Two more calls from church members followed in rapid succession to make sure I had heard the news and to find out if we would have a service. By the second one, I said yes, and started to make all the plans -- called the music director to start planning the musical elements, called the president to start the phone tree so that people would get the news, and had somebody calling the television stations to get us on the list of services.
In my memory it was that very day, but perhaps it was the next day, that I had a meeting with the local Houston-area UU ministers. What a blessing that was. They shared resources that they had been thinking about for vigils and for the following Sunday: Annie Dillard, Anne Frank, Adrienne Rich.
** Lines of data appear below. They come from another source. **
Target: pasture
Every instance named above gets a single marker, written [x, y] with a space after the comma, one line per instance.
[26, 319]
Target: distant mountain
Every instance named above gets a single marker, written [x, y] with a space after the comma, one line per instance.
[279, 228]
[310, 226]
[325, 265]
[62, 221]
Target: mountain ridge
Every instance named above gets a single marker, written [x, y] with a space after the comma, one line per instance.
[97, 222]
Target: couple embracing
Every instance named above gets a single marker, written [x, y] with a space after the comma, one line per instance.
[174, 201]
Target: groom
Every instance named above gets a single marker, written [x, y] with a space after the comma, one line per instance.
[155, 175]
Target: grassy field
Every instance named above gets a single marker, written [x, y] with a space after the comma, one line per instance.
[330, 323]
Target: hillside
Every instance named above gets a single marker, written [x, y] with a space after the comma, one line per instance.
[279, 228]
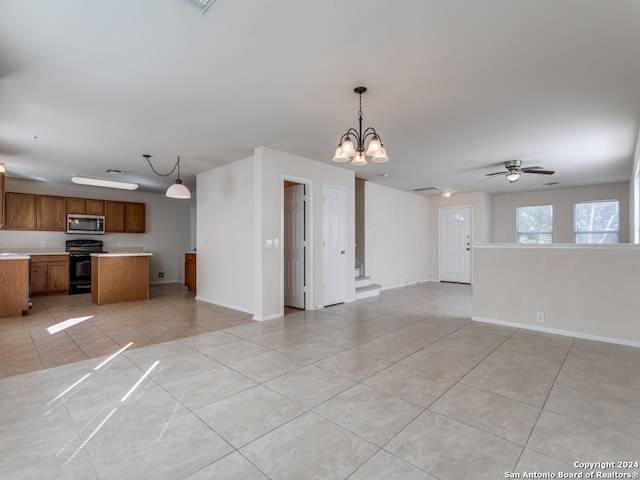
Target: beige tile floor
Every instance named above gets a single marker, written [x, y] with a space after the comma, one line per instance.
[402, 386]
I get the vigil we had and the following Sunday conflated in my memory. I know at the Sunday service we had our usual water communion. And I remember somebody bringing water from their trip to the World Trade Center. Whether it was actual water from there or symbolic water, I can't tell you. To me, it was water that came from the World Trade Center, and it was there with us in our water communion. I've carried that water as part of our water communion since -- I took some water from that water communion with me to my next congregation, and to the one that followed (my current congregation), and saved water from year to year. The World Trade Center is still there in the drops of water we pour every year into our common bowl at our water communion.
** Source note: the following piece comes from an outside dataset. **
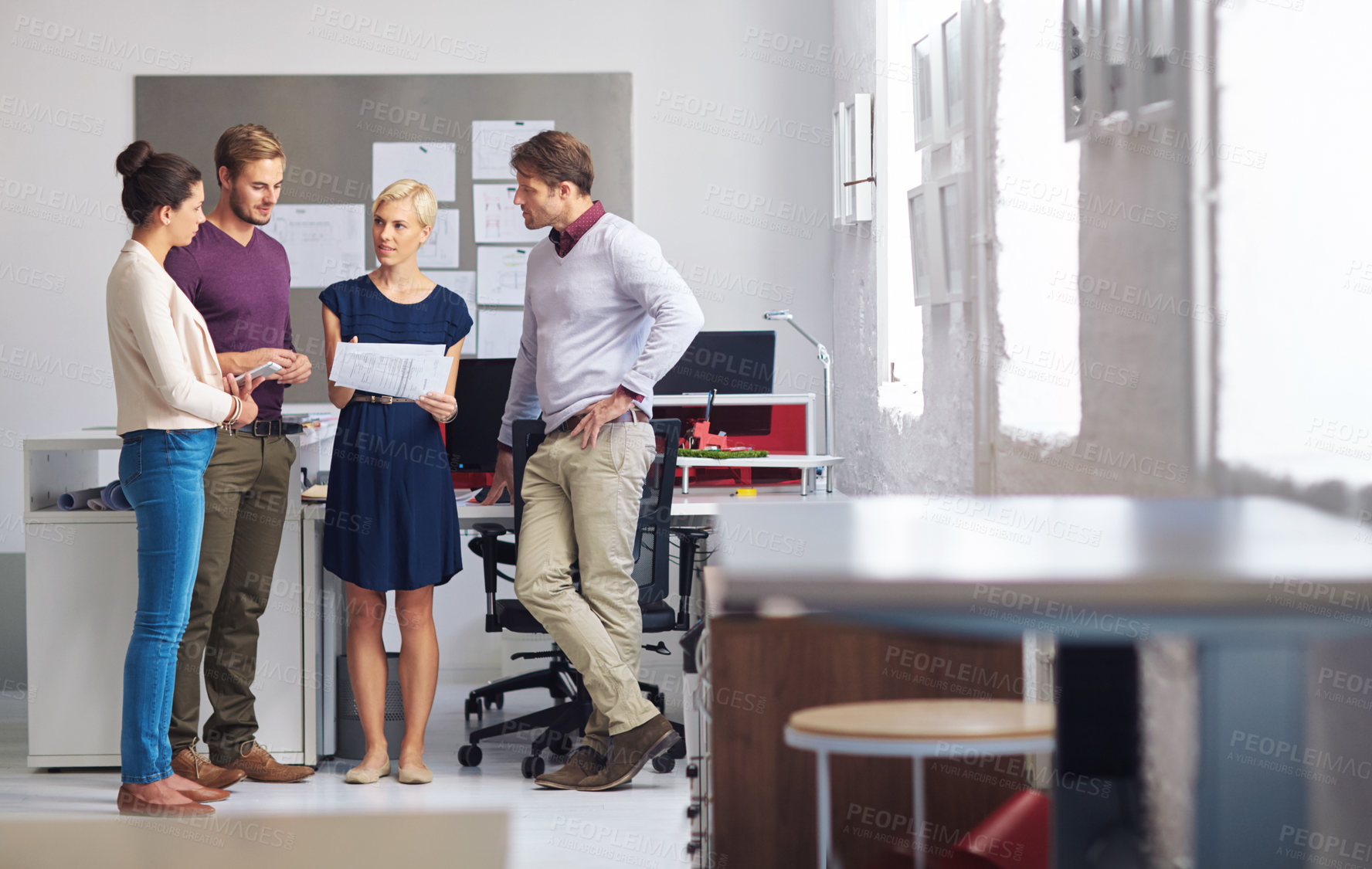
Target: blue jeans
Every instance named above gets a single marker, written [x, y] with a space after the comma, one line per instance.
[161, 473]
Other things I remember from those services are that we had a fireman in our congregation who shared the Fireman's Prayer with us, and that even as far away as Houston, there were people with connections at the Pentagon and in New York City. We shared with the entire country the pain, the fear, and the longing to get up and go and be of some help as we watched the endless process to try to find survivors and identify the dead unfold through our television sets.
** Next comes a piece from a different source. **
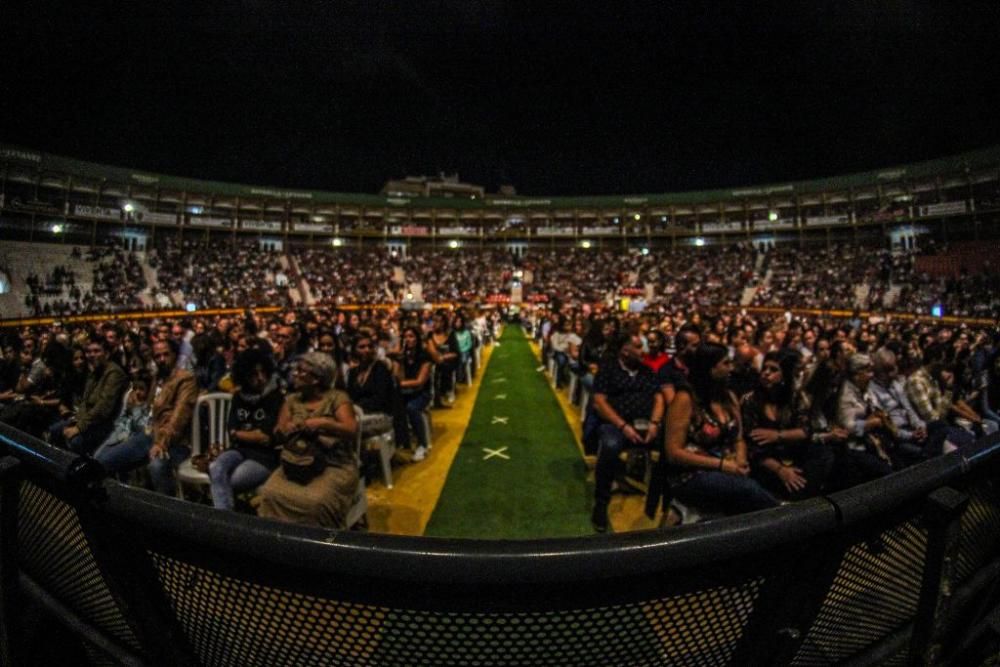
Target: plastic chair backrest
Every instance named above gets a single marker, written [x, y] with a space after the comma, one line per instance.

This was the beginning of my ministry as a UU minister. And that I ministered through this time is still one of my biggest accomplishments as a minister. Nothing in seminary had prepared us for this situation. Those of us who were new in the field had had no training on how to craft a vigil after 9/11, how to minister to the fear and pain that was a national experience like this, how to be a non-anxious presence when the entire country was feeling the most anxiety it had ever felt in our lifetime. We were new and green in a raw and earth-shattering moment.
I didn't do everything perfectly, I know. I remember the competing tensions even then about patriotism and religion -- Do we sing "God Bless America"? Do we use a flag print cloth as our altar cover? But as I look back now as a minister with ten years experience, and open the files and read my words from that time in 2001, I wouldn't do anything differently. It was real and genuine. I'll be using some of those same resources my Houston colleagues shared with me from 2001 in 2011, and am still grateful for what I learned from them on that September day.